The sector has been slammed and lambasted with unfounded claims due to its size and fast growth rate yet SMSF practitioners were allowing this to happen, AMP SMSF head of policy and technical Peter Burgess said.
“As a sector, we’ve become very good at turning a deaf ear on that criticism,” Burgess told delegates at the 2015 SMSF Association National Conference in Melbourne today.
“But while we may be willing to always ignore this criticism the policy makers, Treasury and the government may not be as willing to turn a deaf ear to that.
“So I think it’s important that we are all able to appropriately defend this sector, when we’re called on to do so by our clients and the wider community.”
Burgess used the example of SMSFs engaging in poor and risky investment behaviours, as they were not prudentially supervised like Australian Prudential Regulation Authority (APRA)-regulated funds.

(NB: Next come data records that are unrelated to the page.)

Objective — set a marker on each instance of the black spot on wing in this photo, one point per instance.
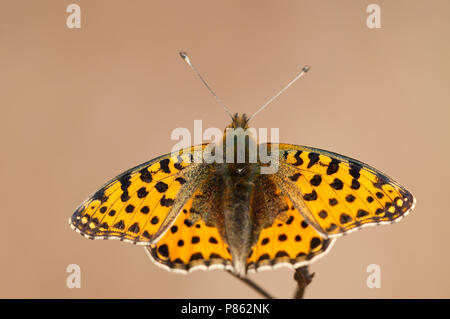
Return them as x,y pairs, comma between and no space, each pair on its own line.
355,169
125,182
299,160
134,228
311,196
161,187
163,250
100,195
145,175
333,167
142,192
316,180
313,159
337,184
166,202
164,164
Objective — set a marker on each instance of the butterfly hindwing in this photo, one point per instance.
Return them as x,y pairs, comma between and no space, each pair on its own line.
336,193
139,204
290,240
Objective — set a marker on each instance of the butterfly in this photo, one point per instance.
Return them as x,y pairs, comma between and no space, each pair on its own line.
192,214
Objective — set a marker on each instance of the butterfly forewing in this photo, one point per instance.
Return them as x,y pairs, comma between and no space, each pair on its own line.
337,193
141,203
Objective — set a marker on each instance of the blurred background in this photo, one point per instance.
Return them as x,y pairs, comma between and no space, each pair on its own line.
79,106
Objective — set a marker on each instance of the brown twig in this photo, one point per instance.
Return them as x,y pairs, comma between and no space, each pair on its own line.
253,285
303,278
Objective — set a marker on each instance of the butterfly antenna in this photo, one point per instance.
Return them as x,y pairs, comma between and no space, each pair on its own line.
185,57
298,76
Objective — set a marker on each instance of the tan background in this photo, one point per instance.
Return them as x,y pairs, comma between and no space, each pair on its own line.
80,106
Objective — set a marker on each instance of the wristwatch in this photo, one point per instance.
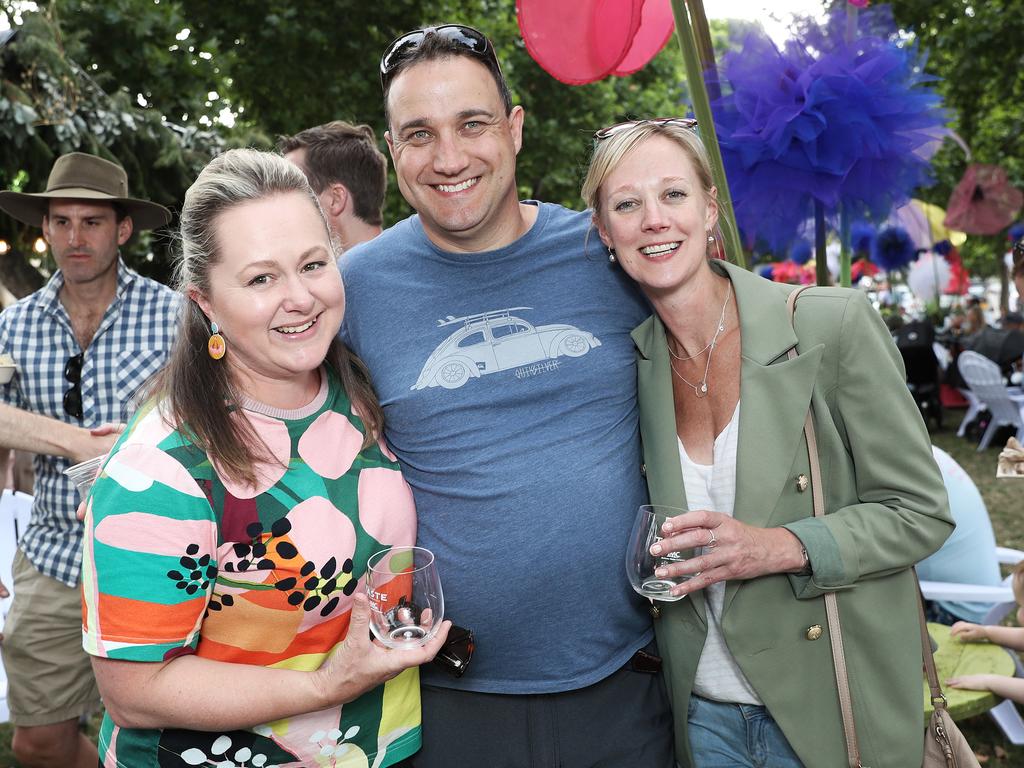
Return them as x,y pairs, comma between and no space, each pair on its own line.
806,568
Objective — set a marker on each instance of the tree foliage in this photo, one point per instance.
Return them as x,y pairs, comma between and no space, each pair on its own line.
976,48
163,85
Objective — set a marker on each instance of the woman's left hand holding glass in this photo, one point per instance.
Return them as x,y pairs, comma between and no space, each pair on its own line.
726,550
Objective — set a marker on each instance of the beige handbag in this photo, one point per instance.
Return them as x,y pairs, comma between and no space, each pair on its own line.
944,744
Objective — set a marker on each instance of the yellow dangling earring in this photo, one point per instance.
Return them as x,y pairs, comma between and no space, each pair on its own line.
216,346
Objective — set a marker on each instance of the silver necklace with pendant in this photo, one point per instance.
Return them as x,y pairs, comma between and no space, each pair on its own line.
700,388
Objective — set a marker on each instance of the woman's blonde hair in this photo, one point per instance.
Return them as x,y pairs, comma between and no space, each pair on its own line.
610,152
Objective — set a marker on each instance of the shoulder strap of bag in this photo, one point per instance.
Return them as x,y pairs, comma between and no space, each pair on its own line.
832,606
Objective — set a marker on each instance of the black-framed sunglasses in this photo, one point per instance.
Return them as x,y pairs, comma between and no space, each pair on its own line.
611,130
73,397
457,652
402,47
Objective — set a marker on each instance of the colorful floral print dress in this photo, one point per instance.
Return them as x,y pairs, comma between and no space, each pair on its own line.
179,560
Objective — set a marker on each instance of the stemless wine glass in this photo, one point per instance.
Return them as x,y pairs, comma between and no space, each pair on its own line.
640,564
406,599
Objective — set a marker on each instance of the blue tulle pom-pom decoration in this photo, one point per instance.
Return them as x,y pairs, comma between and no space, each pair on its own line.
861,238
801,252
842,124
893,249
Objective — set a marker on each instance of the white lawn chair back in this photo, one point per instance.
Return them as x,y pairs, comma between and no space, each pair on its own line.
985,381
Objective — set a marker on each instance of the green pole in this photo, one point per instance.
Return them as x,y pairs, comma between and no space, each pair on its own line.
701,108
845,256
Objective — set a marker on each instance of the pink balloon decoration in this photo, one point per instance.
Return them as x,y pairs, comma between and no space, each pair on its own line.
656,24
579,41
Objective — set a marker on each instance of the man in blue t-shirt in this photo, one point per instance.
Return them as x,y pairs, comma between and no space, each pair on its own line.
498,337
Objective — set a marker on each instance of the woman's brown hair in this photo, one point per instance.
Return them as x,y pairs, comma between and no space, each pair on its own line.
197,392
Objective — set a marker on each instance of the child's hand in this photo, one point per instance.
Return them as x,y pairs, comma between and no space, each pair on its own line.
972,682
969,633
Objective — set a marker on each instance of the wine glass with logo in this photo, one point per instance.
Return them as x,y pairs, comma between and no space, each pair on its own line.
640,564
406,599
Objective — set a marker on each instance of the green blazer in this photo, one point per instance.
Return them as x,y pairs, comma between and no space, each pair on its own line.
886,509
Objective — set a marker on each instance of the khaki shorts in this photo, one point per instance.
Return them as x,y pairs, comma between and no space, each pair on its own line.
49,677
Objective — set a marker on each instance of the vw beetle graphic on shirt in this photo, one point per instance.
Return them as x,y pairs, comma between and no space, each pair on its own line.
496,341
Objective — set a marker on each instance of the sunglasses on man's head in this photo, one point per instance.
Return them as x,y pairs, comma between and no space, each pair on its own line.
402,47
611,130
73,397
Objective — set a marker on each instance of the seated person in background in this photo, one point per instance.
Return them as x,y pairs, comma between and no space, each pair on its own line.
969,554
974,321
1013,322
1008,637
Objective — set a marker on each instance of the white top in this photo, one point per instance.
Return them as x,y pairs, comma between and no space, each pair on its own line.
714,487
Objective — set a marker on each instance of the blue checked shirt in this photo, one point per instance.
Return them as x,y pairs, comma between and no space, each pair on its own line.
132,343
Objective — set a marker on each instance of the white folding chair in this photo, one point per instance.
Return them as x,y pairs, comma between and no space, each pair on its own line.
15,511
985,381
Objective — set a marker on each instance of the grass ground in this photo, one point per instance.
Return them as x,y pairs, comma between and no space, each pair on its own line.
1006,505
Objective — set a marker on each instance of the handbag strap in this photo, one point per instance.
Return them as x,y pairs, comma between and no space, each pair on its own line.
938,697
832,606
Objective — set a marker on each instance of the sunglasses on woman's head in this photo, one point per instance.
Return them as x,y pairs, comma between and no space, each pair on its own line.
73,397
402,47
611,130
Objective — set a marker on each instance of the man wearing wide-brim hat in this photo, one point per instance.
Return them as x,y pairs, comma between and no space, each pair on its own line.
83,346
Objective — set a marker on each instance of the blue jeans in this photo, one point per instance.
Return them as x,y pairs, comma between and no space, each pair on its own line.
728,735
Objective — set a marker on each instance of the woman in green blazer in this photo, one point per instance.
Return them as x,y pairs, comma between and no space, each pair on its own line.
722,409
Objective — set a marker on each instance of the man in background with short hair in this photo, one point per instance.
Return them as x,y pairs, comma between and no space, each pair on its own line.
500,347
347,172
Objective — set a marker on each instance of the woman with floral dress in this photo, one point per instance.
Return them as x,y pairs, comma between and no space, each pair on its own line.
229,528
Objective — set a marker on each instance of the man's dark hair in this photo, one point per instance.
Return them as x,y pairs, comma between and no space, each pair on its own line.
436,47
345,154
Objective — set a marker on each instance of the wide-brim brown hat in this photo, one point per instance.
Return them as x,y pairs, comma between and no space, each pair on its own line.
81,176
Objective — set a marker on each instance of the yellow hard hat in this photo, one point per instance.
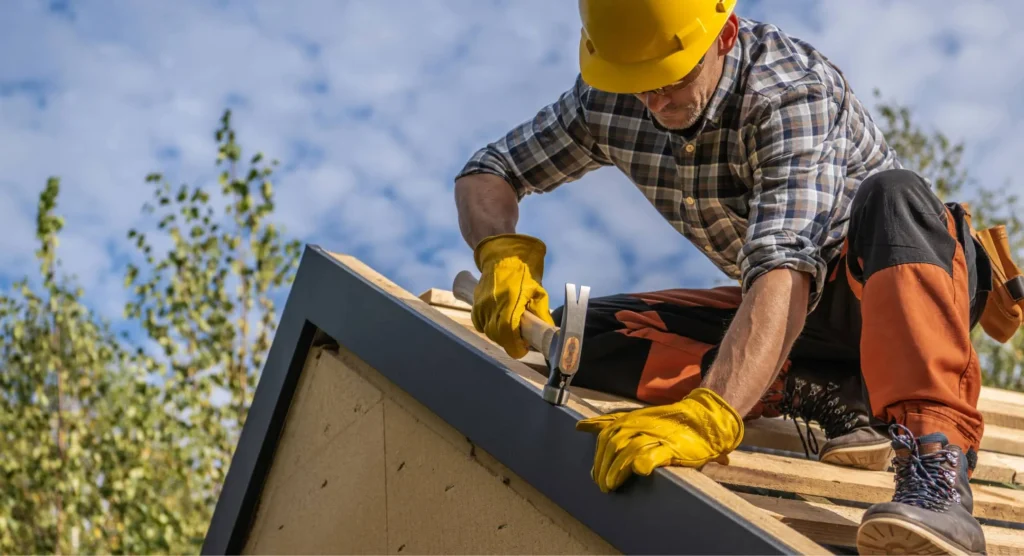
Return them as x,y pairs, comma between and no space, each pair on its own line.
631,46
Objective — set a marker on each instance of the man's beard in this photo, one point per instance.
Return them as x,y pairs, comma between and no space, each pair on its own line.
682,119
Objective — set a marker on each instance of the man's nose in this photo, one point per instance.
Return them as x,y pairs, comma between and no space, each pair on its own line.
656,101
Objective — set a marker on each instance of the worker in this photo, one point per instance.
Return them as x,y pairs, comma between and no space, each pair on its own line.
857,288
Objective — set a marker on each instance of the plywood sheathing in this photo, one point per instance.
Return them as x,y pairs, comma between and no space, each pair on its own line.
691,478
822,515
361,468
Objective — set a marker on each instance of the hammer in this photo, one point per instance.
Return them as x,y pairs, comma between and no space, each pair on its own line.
560,345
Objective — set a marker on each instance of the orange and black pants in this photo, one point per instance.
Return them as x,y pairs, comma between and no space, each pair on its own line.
897,306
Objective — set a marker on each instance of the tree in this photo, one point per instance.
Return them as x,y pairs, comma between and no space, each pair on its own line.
940,161
84,443
108,446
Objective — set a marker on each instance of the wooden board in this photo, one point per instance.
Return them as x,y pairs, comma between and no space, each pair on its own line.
1001,460
692,479
837,525
781,434
815,478
365,469
1003,410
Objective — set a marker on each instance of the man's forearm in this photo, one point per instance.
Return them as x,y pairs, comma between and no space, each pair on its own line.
758,342
486,206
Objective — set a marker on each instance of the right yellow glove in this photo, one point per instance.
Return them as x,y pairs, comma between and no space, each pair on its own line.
511,269
700,428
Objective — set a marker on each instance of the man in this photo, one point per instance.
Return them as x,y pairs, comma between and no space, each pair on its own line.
857,289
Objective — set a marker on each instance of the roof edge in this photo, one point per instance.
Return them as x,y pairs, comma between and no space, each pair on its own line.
494,407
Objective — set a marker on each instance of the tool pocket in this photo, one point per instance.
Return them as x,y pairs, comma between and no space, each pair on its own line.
1004,312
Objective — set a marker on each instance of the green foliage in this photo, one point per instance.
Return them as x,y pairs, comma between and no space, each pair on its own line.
109,447
940,161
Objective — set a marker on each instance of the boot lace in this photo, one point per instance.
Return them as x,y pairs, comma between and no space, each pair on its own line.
924,480
813,401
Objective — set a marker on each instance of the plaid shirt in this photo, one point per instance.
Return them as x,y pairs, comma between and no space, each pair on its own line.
764,180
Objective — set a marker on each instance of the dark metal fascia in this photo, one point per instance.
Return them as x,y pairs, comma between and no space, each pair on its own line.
484,401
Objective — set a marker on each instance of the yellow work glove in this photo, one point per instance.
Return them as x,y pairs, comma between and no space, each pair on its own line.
511,269
698,429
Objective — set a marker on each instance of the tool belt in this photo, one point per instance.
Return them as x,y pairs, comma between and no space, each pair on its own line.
1004,312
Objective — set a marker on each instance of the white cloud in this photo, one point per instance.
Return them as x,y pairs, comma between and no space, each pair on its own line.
372,108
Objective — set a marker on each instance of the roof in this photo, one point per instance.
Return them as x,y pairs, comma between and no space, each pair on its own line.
769,500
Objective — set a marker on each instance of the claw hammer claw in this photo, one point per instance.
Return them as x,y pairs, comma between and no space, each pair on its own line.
560,345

“We are quite right to push back on claims that SMSFs should be subject to prudential supervision – it flies in the face of what SMSFs are all about,” he said.
“But of course in the absence of prudential supervision the critics will continue to argue that the decisions made by SMSF trustees are not subject to the same checks and balances as the APRA funds, and because of that, there’s a higher risk of poor investment decisions being made [or] that the asset allocation of SMSFs is not ideal for long-term returns.”
However, there were plenty of holes in that argument, Burgess said.
“I don’t think the critics have sufficiently made their case for the poor investment behaviours,” he said.
“While SMSFs are not subject to prudential supervision – and nor should they be – let’s make sure that the rules that are there support and drive the right investment behaviours and outcomes for SMSFs.”